2006年03月31日
おりこうさん おばかさんのお金の使い方
本屋にはあまりに多くのマネー関係の本(いい本も、オススメできない本も)がおいてあります。だからマネーの勉強をしようと思って本を探すのも一苦労です。そこでここでは、私が買ってきて読んでみた本を簡単に紹介してみようと思います。あなたが本を選ぶ際の参考になれば幸いです。
第1回目は「おりこうさん おばかさんのお金の使い方」(板倉雄一郎 幻冬社 ¥1200)です。「人様をおばかさんなどというくらいだから、きっとすごい作者がすごいこと書いているんだろう」と思い、とりあえず(ネタにもなるだろうし)買ってきてしまったこの本、これを今回のターゲットにします。
「本書を通じて、日本の義務教育では教えてくれなかった『経済とお金』について、経済的教養の高い人への入門を果たそうではありませんか。」(5ページ)とまえがきにあるように、この本はきわめて入門的な本です(「義務教育」と書いてありますが、筆者は高校生くらいの人を対象にしているように見えます)。ですので複雑なことは書いてありません。
本書の構成の特徴は、各項目の最初にある事(投資や買い物)に対しての「おりこうさん」と「おばかさん」の行動を示し、以後なぜそういえるのかという説明をおこなっている点です。最初に具体的な行動例が書いてあるので、自分自身の行動と照らし合わせながら本を読んでいくことができます。説明部分は複雑なことは極力排除しつつも、「割引現存価値」など知っておいたほうがいい言葉、数式を解説しており、そういった考え方を知らない人には意味があるといえるでしょう。
しかし全体として内容には不満です。最初の「おりこうさん」「おばかさん」の行動の紹介ですが、その中には「おばかさん」に「〜という住宅ローンを組む人」、「おりこうさん」に「〜というローンを宣伝する会社」といった、立場が完全に異なった者を比較対称に挙げているものがあります。これはおかしいでしょう。ここはあくまで「家を買うかどうか考える立場の人」で統一すべきです。そうでなければ「賢く住宅ローンを借りる」という話なのに、「銀行業(金貸し)をやらない奴はみんなばか」、もっといえば「その金貸しから一方的に税金を取る国がおりこうさん」と、一般人からみてなんら実用的でない方向に議論が進んでいってしまいます(実際そのように進んでいる部分もあります)。

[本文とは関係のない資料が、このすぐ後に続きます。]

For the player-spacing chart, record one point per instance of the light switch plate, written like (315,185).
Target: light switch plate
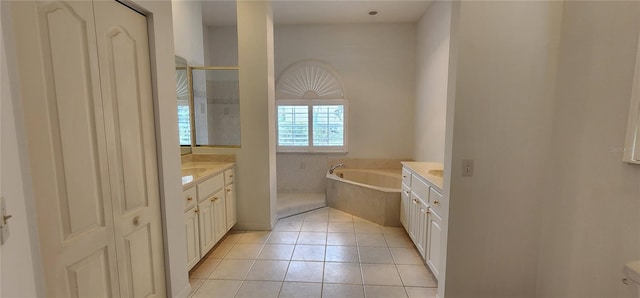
(467,167)
(4,226)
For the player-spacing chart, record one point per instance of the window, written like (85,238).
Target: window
(308,125)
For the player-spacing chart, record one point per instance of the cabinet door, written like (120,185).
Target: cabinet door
(206,226)
(193,237)
(423,228)
(230,201)
(404,208)
(219,215)
(434,242)
(414,225)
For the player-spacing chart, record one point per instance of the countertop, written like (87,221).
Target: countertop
(428,171)
(194,172)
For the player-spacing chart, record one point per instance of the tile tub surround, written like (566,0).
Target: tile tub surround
(337,265)
(380,205)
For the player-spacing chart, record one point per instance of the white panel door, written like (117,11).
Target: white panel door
(125,71)
(60,86)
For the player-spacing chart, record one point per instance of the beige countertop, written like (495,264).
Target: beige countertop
(431,171)
(193,172)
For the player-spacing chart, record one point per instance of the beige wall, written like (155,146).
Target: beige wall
(188,31)
(505,77)
(20,270)
(432,68)
(376,63)
(591,216)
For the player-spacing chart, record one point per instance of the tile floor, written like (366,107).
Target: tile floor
(322,253)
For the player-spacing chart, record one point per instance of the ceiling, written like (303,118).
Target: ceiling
(223,13)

解説も「ほんとにそういえるのか?」といえる事例が結構あります。例えば「今日100万円か、1年後に120万円与える」という例を挙げています。この例に対し本書では「1年で20%もの運用益なんてだせないから、今日100万円は受け取らず1年後に120万円受け取るのがおりこうさん」と解説しています。この場合確かに利率だけで考えればそうなります。
しかし現実問題として、1年後に120万円与えるなどという口約束を信用していいのでしょうか?本書ではお金をくれるのは「経済的に信用できる人」となっています。ですが1年の間にその人が心変わりするかもしれないし(法律上書面によらない贈与契約は一方的に撤回することができます)、1年後には120万円も与える余裕がないかもしれません。そもそも本書的には「経済的に信用できる」ようなおりこうさんは、投資効果のない人にタダでお金を与えるなどという「おばかさん」的な行動は取らないはずです。これらのことも含め検討すれば、多少少なくとも早めに確実に100万円を受け取っておくことも決して間違いとはいえません。
他の事例についても同様で、多くはごく簡単な計算式だけで解説しています。ですが実際にはその人の置かれている家庭や社会的な状況、税金、法律、景気なども含めて検討すべきです。だからこそファイナンシャルプランナー等は相談を受けたときに、年収や家庭状況とかできるだけ詳しく聞くのです。あとがきなどでそのことに触れてほしいものでした。私なら最後に「おばかさん=ここに書いてあることを盲信し、そのつど冷静に考え利益を追求することをやめた人」と書いたでしょう。
批判的な文章が多くなりましたが、最初に触れたように本書はあくまでマネー初心者向けです。そのため複雑な要因は排除し、簡単な解説に終始しています。だから「これからマネーについて考えていこう」という人はまあ値段も安めですし、買っても損はしないと思います。それ以外の人、とくにある程度の知識がある人は立ち読みで十分です(本書的に言えば、知識があるのに買ったらその人はおばかさんです。つまりそれは私のことですが)。